# K. P. Winter boat charter, Mallorca – very bad experience



## TSOJOURNER (Dec 16, 1999)

Hi,
we chartered a Baniteau 50 feet sailing boat (Alina) from K. P. Winter in Mallorca.
We experienced sevral issues that i hope no one would ever recommend during their holidays.
First of all we realised that, despite having signed a contract with Mr Winter sub-agent in Italy that set that we could leave the boat in Ibiza on saturday, Mr Winter said that the contract was invalid and that we should bring the boat to Palma.
Of course our flights were booked from Ibiza so we had to leave the boat in Ibiza one day earlier than expected (and paid for) sleeping at our own expenses in hotel in Ibiza... 
Mr. Winter demonstrated no flexibility at all and no comprehension. 
unfortunately we did not have any alternative but to accept his request.

Moreover the boat itself had several issues:

- Auto pilot broke down (the piston got stuck and we could not maneuver).

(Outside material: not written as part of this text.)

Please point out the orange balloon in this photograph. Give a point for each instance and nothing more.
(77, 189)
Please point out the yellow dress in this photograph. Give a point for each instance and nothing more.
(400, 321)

We had to waste 1 day (half day stuck and half day in harbour) waiting for a technician to fix the issue. He confirmed that this issue was due to bad maintenance from the owner (Mr Winter). Once again Mr. Winter showed no comprehension and give us minimal support and of course no compensation for the time loss..
- Battery charger: old and not functioning properly
- Electronic main sail roller: we had several issues to arm and disarm the main sail as the sail would get stuck. on average it took us 30 mins to open and close the sail.. everyone that sails knows that electronic rollers are more pain than gain..
- The picture of the boat on the website showed that the entrance to the 5th cabin (bow) had access form one of the other cabins. in reality one could only access it from the bow deck. the toilet in this cabin is right beside the bed (someone sleeping in there should be extremely careful about not hitting with his head while sleeping.
- Dinghy: well, not an important issue here.. funny that the dingy has a completely different name from the "mother" boat!
- Cockpit table: extremely small table, not suitable to a boat with 5 cabins accommodating 12 ppl.
- Depth sounder: electronic deep sounder not working
- Fridge 12 V: pump to "clean" the fridge not working, so after a week we had to take everything out and clean "by hand"
- Sink sea water pump in the kitchen not working
- 1 water tank not working
- 1 of the two deck compasses (the one on the left steering wheels) has a 15 degree mistake / difference from the one on the right steering wheel


Well.. i leave it up to you to decide if it is worth chartering such a boat (and with such a company!)... we pesonally would never do that again...


----------